Table 1: Results of path analysis of the attitude model to drug use in the situation of standard coefficients. Result statistical t coefficient of the path dimensions.

Table 2: Status of variables explaining attitudes toward consumption.

Furthermore, the relationship between adaptive problem-solving skills and adolescent drug use prediction (standard coefficient 0.13, F=1.62) was positive but nonsignificant. This suggests that enhancing adaptive problem-solving skills may ameliorate attitudes toward drugs among adolescents, aligning with findings by Levy et al. [7], Barbara et al. [8], and Michelle J. et al. [10], as well as Ghobadipour et al. [12].

In contrast, maladaptive problem-solving skills exhibited a significant, negative relationship (standard coefficient -0.15, t=2.33) with adolescent drug use prediction. Improved problem-solving skills correlated with diminished tendencies toward drug use, corroborating similar findings from other studies.

Additionally, parenting styles were directly, negatively, and significantly associated (standard coefficient -0.19, t=-2.48) with attitudes toward substance use in adolescents. Notably, authoritative parenting styles emerged as positive predictors of negative attitudes toward adolescent drug use. This underscores the importance of proper parenting practices in shaping adolescents' attitudes toward drugs, consistent with results from Robert et al. [9], Ghobadipour et al. [12], and Johnston et al. [4].

Table 2 highlights that attitudes toward social effects exert the strongest influence on attitudes toward drug use (standard coefficient 0.95, R2=0.90). This finding aligns with research by Sharon Levy et al. [7], Michelle et al. [10], and Louise et al. [1], suggesting the significant influence of peer groups and social influences on adolescents' attitudes toward drug use.


The prevalence of drug use poses a significant societal challenge globally, transcending national borders. Drug consumption rates are rising, particularly among teenagers and young adults. Over time, research has identified various factors, including individual, environmental, social, and familial, contributing to drug use tendencies. Attitudes toward drug use serve as critical indicators of risk and protective factors. Therefore, shifting attitudes from positive to negative and imparting problem-solving skills can mitigate drug addiction risks.
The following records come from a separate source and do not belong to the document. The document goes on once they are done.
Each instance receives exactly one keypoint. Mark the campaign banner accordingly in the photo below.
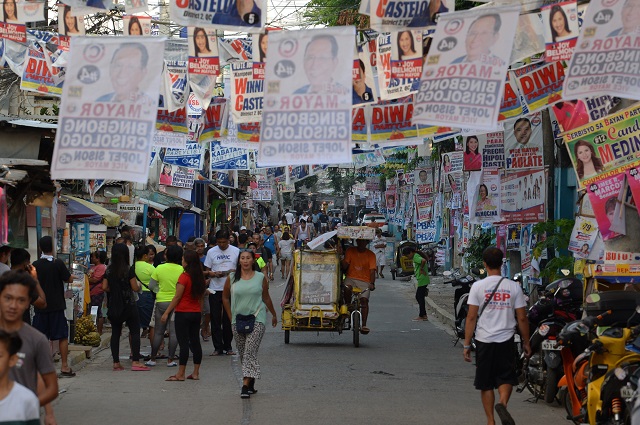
(604, 195)
(70, 24)
(175, 176)
(225, 158)
(560, 21)
(513, 237)
(523, 196)
(583, 236)
(247, 93)
(399, 60)
(540, 84)
(391, 120)
(136, 25)
(605, 147)
(385, 15)
(463, 78)
(523, 142)
(188, 157)
(232, 15)
(604, 61)
(307, 113)
(109, 108)
(38, 76)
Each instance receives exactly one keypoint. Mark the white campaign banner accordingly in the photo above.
(108, 109)
(605, 59)
(308, 94)
(465, 70)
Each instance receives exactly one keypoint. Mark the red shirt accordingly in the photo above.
(187, 303)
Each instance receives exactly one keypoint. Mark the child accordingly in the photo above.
(18, 405)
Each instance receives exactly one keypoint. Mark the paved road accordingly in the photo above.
(403, 373)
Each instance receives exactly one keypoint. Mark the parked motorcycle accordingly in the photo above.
(559, 304)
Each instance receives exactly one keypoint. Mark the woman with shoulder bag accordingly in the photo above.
(120, 283)
(245, 298)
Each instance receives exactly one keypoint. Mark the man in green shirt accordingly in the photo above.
(422, 276)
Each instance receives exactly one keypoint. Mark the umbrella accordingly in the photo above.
(88, 212)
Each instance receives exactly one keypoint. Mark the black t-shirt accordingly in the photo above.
(52, 276)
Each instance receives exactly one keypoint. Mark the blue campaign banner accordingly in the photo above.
(189, 157)
(227, 158)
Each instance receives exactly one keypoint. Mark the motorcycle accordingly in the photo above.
(559, 304)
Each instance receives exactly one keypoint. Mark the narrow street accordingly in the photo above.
(404, 372)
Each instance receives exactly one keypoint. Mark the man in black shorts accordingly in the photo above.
(496, 322)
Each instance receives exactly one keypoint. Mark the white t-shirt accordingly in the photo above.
(498, 321)
(21, 406)
(221, 261)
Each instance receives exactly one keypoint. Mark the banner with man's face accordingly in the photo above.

To address these challenges, it is advisable to design social problem-solving skills training models at both family and school levels. Equipping parents and adolescents with effective problem-solving skills can enhance their ability to navigate individual and social challenges. Educational institutions should integrate prevention strategies tailored to family and social contexts, fostering awareness and effective responses to societal pressures. Given the influence of parenting styles on drug use attitudes, educational programs should focus on parenting style recognition and risk factor awareness. However, conducting research in social sciences and humanities entails numerous constraints, including social desirability biases in questionnaire responses. Furthermore, reliance on questionnaire-based assessments may limit the depth of understanding of individuals' attitudes and realities.